Thankfully, capturing console footage is easier than ever. A few years ago, recording a video game console required hugely expensive capture cards, which needed to be installed directly into a computer's hardware. It was expensive, unintuitive and needlessly complex.

These days, however, most console-based recording is handled by dedicated capture devices — small boxes that sit between the console and television. They're typically small enough to fit in the palm of your hand, and only require a few cables to get everything up and running ... but they are quite a bit more expensive than any of the aforementioned PC options.

The most popular capture device on the market now is the Elgato HD60. At $180 retail, the HD60 is definitely expensive, but it's hard to argue when the footage it produces looks so good. Elgato's premier box can output full 1080p video at 60fps, and a number of different compression options means that your video will look great without taking up all of your storage space. Plus, the new HD60S features a USB-C output for lower latency, and at the same price point as the original.

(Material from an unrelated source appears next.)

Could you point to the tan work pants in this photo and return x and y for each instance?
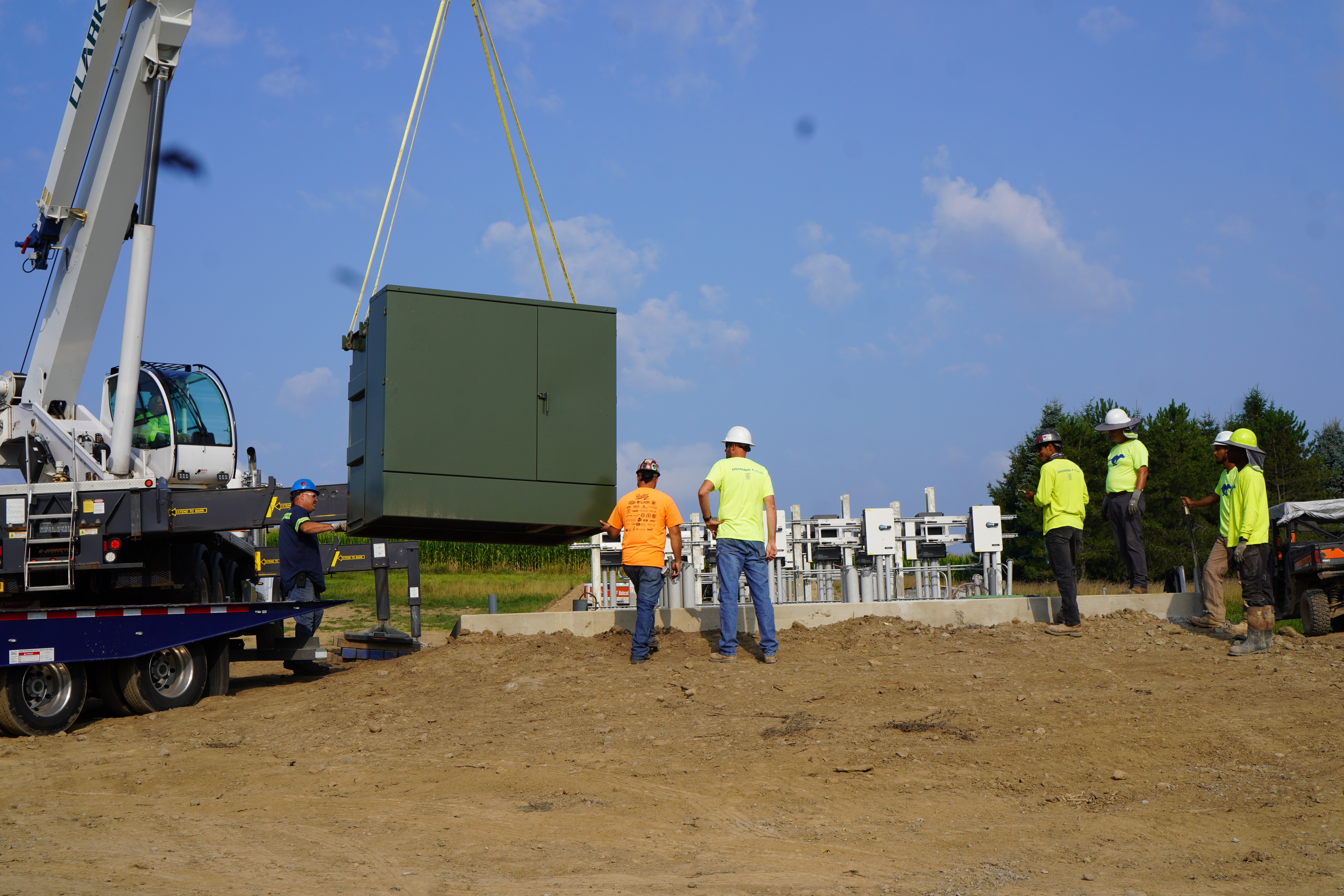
(1214, 571)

There is one small caveat, however: the software that the HD60 uses to record uses a ridiculous amount of power. If you've got a beefy PC, it shouldn't be a problem, but anyone with a run-of-the-mill PC will probably have to deal with occasional corruption issues and crashes. These stability troubles aren't enough to ruin the HD60, however — just make sure to keep an eye on the recording, or you might end up losing some footage.

The Razer Ripsaw is a relatively new competitor, but if you're streaming to something like Twitch or YouTube Gaming, it's hard to beat. It performs similarly to the Elgato HD60, though there are a few on-board additions — such as built-in audio mixing — that can give it a slight edge over the competition.

However, the Ripsaw definitely focuses more on live-streaming than actual recording: Razer makes use of other external programs to record rather than providing its own software suite. Again, it makes streaming a breeze, but traditional recording will require a separate set of tools.

Much like the HD60, the Ripsaw is relatively expensive: Razer's latest capture device retails at $180. Even so, if you're planning on live-streaming, the Ripsaw is hard to beat.

Finally, there's Roxio. While the company may have helped popularize the dedicated capture device, Roxio isn't really at the forefront of the technology anymore. To be fair, the Game Capture HD is a solid piece of tech, especially for anyone who's trying to record older consoles, but it's not as advanced as the HD60 or Razer Ripsaw. Couple that with some serious software issues, and it's clear that Roxio capture devices will only appeal to a select few users.

At the very least, the Game Capture HD is cheap — at $120 retail, it's the least expensive option of the big three.

Of course, these are only a few suggestions for getting started: there are a ton of different capture cards out there, so make sure to look around and see which card will fit your needs best.

As previously mentioned, recording and editing gameplay is easier than ever. True, it may take a bit of time, effort and cash, but if you've ever wanted to take a stab at creating your own gaming videos, now is definitely the time to do it!